Monday, October 24, 2011

Fiji Times Shark Overload

Shark Defenders syndicates the Fiji Times' weekly shark stories on this blog, but with the Coral Reef Alliance and Pew Environment Group's launch of an awareness campaign this week there has been an overload of shark stories. Instead of posting them all in individual blogs, here are some of the highlights:

Editorial: The Shark Fight

Fear them or feel sorry for them. Emotional attachments will mean nothing if we are not aware of their plight.

Article: Rhythms of Life


"Our youths need to regain and protect their Pacific identify. The future will be bleak if youths are disjointed from their natural environment," he said.

"The sea, the land, our traditional medicine, we need to regain that knowledge so that our children know and learn the rhythms of life.
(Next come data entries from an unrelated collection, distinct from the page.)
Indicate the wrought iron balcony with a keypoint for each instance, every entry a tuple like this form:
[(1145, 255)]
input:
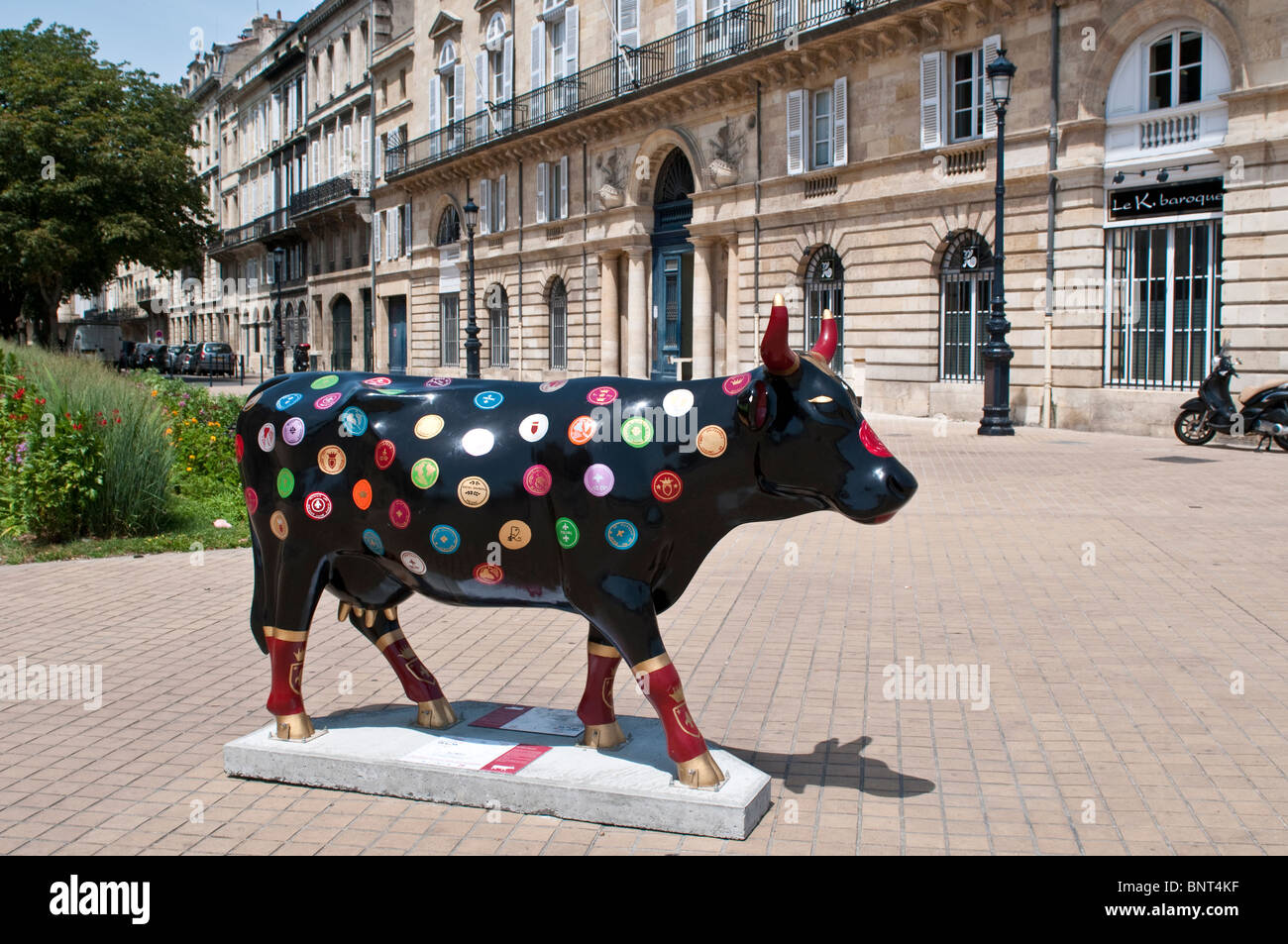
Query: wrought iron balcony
[(721, 39)]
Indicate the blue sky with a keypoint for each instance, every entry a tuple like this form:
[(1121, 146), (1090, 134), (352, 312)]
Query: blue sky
[(155, 35)]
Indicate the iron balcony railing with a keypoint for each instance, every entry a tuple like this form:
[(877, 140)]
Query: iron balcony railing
[(733, 34), (353, 184)]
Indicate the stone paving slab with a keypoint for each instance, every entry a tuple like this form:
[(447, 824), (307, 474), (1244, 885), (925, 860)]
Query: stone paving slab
[(1126, 609)]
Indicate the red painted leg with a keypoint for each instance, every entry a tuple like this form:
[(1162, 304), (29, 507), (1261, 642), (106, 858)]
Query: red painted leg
[(684, 742), (596, 702), (284, 699)]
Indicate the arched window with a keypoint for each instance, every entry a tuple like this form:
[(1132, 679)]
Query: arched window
[(824, 291), (449, 227), (558, 326), (498, 325), (965, 292)]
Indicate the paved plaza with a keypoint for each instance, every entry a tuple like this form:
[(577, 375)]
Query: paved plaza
[(1119, 603)]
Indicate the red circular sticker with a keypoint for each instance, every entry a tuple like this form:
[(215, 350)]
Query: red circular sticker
[(735, 384), (537, 480), (668, 485), (317, 505), (488, 574), (871, 442)]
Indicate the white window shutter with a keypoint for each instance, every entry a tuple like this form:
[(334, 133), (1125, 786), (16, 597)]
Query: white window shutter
[(840, 123), (563, 187), (542, 174), (797, 132), (931, 99), (992, 46)]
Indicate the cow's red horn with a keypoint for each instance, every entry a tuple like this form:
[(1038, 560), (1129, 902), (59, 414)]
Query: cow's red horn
[(774, 349), (825, 344)]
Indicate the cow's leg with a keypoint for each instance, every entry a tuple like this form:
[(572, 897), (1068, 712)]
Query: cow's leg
[(623, 612), (381, 627), (596, 702)]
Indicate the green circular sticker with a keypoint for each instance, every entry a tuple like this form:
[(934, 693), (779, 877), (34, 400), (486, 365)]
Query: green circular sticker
[(424, 472), (636, 430), (567, 533)]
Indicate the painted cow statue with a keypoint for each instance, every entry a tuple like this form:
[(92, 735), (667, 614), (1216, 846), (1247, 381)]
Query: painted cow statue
[(597, 496)]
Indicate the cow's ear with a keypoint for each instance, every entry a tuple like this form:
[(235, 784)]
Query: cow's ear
[(754, 406)]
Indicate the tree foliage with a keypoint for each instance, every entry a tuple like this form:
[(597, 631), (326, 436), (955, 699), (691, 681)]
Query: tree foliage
[(94, 168)]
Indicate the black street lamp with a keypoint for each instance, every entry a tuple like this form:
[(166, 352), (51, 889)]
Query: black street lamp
[(472, 329), (997, 352), (279, 343)]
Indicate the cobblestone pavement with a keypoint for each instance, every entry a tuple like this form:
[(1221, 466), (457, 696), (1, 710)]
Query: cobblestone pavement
[(1126, 596)]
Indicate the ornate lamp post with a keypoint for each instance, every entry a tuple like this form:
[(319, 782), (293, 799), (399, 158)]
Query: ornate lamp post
[(279, 343), (997, 352), (472, 329)]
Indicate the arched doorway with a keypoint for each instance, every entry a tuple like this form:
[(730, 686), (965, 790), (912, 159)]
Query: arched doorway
[(673, 268), (342, 334), (824, 291)]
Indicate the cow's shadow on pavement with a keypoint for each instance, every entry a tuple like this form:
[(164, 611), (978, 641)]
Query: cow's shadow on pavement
[(836, 765)]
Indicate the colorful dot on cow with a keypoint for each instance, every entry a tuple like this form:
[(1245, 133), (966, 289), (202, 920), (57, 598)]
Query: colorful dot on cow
[(636, 430), (292, 432), (428, 426), (445, 539), (331, 460), (621, 535), (567, 533), (735, 384), (597, 479), (424, 472), (317, 505), (478, 442)]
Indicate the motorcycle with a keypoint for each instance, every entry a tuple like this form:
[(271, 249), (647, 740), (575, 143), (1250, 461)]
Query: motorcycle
[(1262, 410)]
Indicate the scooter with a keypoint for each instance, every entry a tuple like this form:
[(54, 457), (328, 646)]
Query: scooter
[(1262, 411)]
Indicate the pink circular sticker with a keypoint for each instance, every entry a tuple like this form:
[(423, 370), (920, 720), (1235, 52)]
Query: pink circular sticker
[(597, 479), (292, 430), (317, 505), (735, 384), (537, 480)]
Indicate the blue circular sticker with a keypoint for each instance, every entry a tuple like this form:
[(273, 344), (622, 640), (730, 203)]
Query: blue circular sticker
[(621, 535), (445, 539), (353, 421)]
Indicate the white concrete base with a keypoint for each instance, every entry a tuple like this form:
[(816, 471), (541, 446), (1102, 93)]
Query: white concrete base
[(381, 751)]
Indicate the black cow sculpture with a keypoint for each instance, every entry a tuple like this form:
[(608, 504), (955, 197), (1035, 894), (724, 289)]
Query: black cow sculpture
[(597, 496)]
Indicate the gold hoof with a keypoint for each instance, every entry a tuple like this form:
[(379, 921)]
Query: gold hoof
[(436, 713), (700, 773), (603, 737), (294, 726)]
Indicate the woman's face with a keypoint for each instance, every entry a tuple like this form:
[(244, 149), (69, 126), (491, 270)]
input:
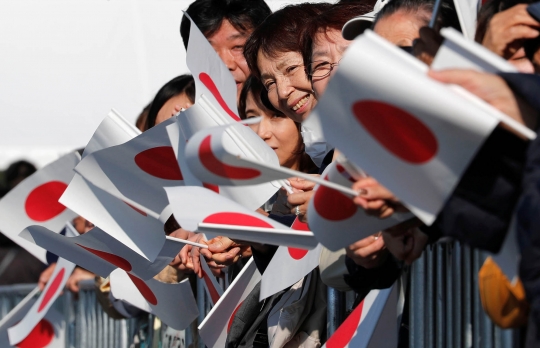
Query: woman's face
[(278, 131), (289, 89), (172, 106), (328, 48)]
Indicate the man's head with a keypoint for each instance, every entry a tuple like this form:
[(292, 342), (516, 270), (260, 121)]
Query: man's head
[(227, 24)]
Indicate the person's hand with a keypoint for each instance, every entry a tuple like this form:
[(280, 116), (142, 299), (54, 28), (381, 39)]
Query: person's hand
[(426, 46), (375, 199), (405, 241), (299, 200), (224, 251), (369, 252), (78, 274), (508, 29), (45, 276), (492, 89)]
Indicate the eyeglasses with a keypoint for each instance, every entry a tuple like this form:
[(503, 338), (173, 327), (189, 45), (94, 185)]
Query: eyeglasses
[(321, 68)]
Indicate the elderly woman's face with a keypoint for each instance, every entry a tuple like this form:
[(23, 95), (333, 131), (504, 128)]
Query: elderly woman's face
[(289, 89), (402, 27), (328, 48)]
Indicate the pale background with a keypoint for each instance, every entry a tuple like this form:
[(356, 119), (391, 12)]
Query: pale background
[(64, 64)]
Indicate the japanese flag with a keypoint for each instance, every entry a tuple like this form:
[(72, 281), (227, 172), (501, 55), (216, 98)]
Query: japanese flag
[(113, 130), (288, 265), (37, 312), (416, 136), (35, 201), (217, 323), (136, 171), (49, 332), (174, 304), (100, 253), (373, 324), (212, 78), (330, 211), (201, 210)]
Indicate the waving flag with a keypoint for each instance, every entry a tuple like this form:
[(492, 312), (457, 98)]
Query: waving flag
[(35, 201), (217, 323), (49, 332), (289, 265), (136, 171), (201, 210), (101, 254), (373, 324), (330, 211), (174, 304), (37, 312), (416, 136)]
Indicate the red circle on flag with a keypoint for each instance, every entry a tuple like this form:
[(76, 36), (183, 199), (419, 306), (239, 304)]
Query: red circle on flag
[(159, 162), (232, 317), (144, 289), (399, 132), (40, 336), (214, 165), (42, 203), (333, 205), (345, 332), (236, 219), (55, 284), (209, 83), (116, 260)]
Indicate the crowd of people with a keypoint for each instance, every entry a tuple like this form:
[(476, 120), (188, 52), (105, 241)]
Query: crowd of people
[(282, 63)]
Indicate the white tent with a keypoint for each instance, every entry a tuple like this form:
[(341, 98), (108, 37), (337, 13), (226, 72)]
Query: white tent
[(64, 64)]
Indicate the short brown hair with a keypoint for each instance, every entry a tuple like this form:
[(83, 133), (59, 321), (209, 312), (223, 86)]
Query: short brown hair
[(280, 32), (334, 18)]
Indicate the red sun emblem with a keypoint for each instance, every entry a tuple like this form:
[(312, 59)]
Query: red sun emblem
[(118, 261), (40, 336), (215, 166), (42, 203), (399, 132), (333, 205), (345, 332), (144, 289), (297, 253), (52, 290), (159, 162), (209, 83)]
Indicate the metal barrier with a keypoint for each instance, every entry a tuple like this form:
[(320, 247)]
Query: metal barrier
[(443, 298)]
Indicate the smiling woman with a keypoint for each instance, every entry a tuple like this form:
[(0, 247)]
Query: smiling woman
[(273, 53)]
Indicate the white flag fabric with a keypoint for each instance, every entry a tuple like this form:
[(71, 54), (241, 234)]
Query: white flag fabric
[(212, 78), (201, 210), (467, 11), (127, 224), (137, 170), (37, 312), (48, 333), (373, 324), (100, 253), (288, 265), (336, 220), (113, 130), (174, 304), (416, 136), (217, 323), (35, 201), (211, 285)]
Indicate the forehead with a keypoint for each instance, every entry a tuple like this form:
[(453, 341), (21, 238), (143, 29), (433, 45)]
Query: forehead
[(226, 33)]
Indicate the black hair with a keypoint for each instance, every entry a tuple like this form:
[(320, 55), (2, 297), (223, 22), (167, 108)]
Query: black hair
[(447, 12), (244, 15), (179, 85)]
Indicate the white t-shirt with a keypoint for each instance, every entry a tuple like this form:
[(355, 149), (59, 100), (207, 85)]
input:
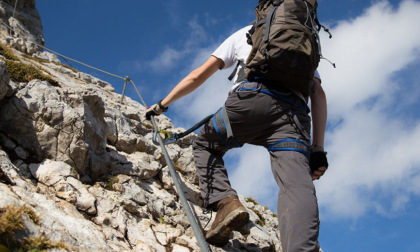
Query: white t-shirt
[(237, 48)]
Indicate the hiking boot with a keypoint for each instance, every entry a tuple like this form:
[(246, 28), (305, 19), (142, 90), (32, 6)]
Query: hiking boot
[(231, 215)]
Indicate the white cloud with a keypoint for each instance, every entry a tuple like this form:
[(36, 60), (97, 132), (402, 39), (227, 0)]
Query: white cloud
[(373, 154), (374, 160)]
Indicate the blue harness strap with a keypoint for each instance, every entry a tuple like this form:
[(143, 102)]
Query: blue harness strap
[(290, 145), (223, 129)]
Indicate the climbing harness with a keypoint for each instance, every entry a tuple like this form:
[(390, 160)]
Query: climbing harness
[(290, 145), (202, 243), (223, 129)]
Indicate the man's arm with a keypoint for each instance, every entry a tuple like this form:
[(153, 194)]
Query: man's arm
[(193, 80), (319, 120)]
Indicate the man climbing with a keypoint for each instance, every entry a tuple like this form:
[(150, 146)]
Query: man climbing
[(264, 114)]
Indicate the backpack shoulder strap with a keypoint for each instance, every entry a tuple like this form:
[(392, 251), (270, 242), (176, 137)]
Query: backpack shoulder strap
[(232, 75)]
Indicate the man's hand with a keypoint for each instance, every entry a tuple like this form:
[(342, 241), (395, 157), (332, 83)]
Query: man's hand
[(318, 162), (155, 110)]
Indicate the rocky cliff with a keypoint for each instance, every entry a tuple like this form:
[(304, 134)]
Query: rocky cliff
[(79, 170)]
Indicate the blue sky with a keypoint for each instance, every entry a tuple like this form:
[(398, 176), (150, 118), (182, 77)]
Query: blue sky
[(370, 198)]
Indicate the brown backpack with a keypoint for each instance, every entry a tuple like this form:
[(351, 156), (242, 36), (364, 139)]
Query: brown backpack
[(285, 43)]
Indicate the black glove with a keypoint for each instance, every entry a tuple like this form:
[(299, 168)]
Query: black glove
[(318, 158), (155, 110)]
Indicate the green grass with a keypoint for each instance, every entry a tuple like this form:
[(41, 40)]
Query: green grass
[(23, 72)]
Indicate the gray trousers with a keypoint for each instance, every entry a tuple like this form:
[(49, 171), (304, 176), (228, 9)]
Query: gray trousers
[(260, 119)]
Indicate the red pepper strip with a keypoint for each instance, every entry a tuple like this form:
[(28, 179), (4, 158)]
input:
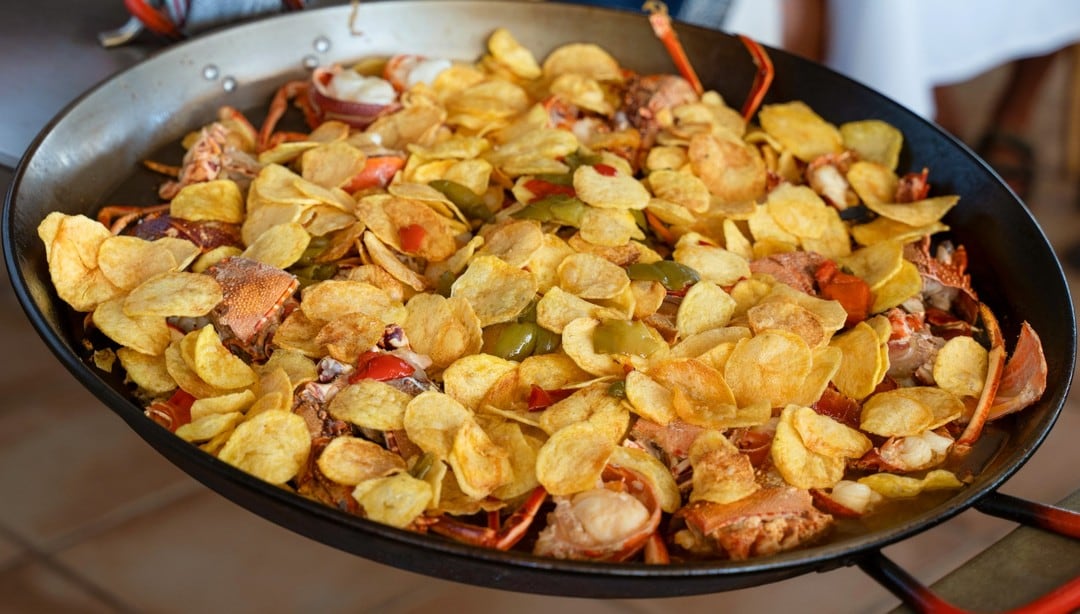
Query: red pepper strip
[(152, 18), (380, 367), (662, 27), (852, 292), (412, 237), (174, 412), (377, 173), (605, 169), (542, 189), (761, 80), (540, 398)]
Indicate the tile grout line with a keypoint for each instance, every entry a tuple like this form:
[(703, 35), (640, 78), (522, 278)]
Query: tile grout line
[(30, 555), (136, 509)]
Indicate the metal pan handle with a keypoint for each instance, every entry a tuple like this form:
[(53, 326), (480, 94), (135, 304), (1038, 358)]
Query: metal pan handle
[(921, 598)]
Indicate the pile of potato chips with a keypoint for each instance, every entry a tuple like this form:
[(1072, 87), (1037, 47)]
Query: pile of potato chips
[(516, 249)]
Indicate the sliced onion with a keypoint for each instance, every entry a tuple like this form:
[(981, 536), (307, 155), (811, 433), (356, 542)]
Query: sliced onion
[(326, 107)]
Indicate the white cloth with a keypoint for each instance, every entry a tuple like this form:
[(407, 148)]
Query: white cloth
[(905, 48)]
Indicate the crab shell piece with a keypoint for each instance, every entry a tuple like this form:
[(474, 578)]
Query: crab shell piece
[(254, 297), (611, 522), (770, 520)]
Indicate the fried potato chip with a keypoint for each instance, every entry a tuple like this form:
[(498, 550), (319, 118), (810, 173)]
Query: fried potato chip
[(885, 229), (617, 191), (894, 414), (370, 404), (700, 395), (876, 263), (609, 228), (591, 404), (218, 200), (874, 140), (432, 420), (721, 474), (232, 403), (798, 465), (653, 471), (680, 188), (572, 459), (787, 316), (713, 263), (905, 284), (731, 169), (704, 307), (892, 486), (800, 130), (71, 247), (216, 365), (385, 258), (522, 451), (478, 463), (279, 246), (349, 335), (395, 501), (823, 435), (862, 366), (145, 333), (944, 405), (649, 399), (510, 53), (960, 366), (514, 242), (497, 291), (873, 182), (272, 446), (350, 461), (591, 276), (918, 213), (798, 209), (469, 378), (179, 294), (127, 261), (147, 371), (208, 426), (769, 368)]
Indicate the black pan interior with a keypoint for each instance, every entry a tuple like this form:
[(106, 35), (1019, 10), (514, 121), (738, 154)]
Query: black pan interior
[(90, 151)]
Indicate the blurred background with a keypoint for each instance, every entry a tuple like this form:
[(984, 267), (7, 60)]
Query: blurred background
[(92, 519)]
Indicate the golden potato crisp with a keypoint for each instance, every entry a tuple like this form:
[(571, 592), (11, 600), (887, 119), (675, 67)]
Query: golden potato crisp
[(350, 461), (218, 200), (395, 501), (370, 404), (721, 474), (572, 459), (800, 130), (769, 368), (800, 466), (496, 290), (271, 446), (179, 294), (960, 366)]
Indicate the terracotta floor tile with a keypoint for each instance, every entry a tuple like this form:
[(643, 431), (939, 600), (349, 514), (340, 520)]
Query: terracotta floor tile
[(69, 465), (10, 551), (36, 587), (203, 554)]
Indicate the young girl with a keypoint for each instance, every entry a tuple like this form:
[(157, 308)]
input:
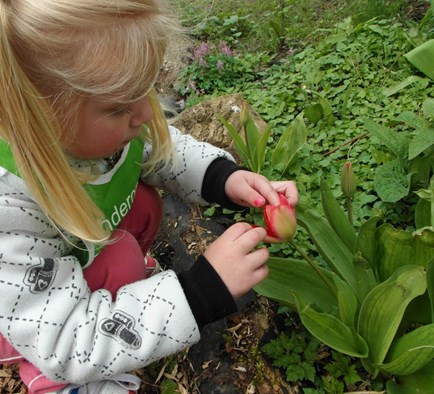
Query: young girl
[(83, 145)]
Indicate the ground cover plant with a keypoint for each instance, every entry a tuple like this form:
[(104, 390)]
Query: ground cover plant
[(352, 97), (332, 80)]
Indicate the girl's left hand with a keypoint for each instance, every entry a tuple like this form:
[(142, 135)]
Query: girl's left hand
[(249, 189)]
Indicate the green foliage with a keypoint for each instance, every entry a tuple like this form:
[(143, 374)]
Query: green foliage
[(342, 374), (296, 354), (408, 166), (217, 68)]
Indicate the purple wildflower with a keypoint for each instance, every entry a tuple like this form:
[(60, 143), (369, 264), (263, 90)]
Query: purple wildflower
[(224, 49)]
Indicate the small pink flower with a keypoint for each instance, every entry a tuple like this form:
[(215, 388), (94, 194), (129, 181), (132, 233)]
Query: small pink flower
[(280, 220)]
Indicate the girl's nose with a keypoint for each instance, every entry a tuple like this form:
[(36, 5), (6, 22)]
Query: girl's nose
[(141, 112)]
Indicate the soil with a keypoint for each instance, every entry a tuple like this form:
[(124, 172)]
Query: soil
[(227, 359)]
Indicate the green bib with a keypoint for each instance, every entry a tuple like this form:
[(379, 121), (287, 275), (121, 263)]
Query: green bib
[(113, 191)]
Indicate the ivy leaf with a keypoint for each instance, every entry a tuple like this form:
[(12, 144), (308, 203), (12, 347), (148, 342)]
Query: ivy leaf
[(391, 139), (392, 182), (421, 142)]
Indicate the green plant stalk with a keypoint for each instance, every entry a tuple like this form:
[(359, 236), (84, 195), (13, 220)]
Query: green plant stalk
[(349, 206), (314, 266)]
"The young, and I also mean those in their 40s and 50s, are already disjointed. Imagine the younger generations.

"If the protection of sharks stand a chance going into the future, we need to rectify this. For conservation efforts to be successful, the young need to regain that knowledge. The knowledge has to be passed down."

Article: Taiwan in Top Four Kill List

TEN months after releasing a landmark report revealing the planet's top 20 shark-fishing catchers, the Pew Environment Group has expressed concern about new images and video taken in Taiwan that detail the expansive and unregulated nature of shark fishing globally.

The depictions show fins and body parts of biologically vulnerable shark species, such as scalloped hammerhead and oceanic whitetip, being readied for market.

"These images present a snapshot of the immense scale of shark-fishing operations and show the devastation resulting from the lack of science-based management of sharks," said Matt Rand, director of global shark conservation at the Pew Environment Group, in a press statement.

"Unfortunately, since there are no limits on the number of these animals that can be killed in the open ocean, this activity can continue unabated."

Sharkman Manoa Rasigatale said the trend was alarming, that's why Fiji needed to push for legislation to curb the indiscriminate killing of these ancient predators.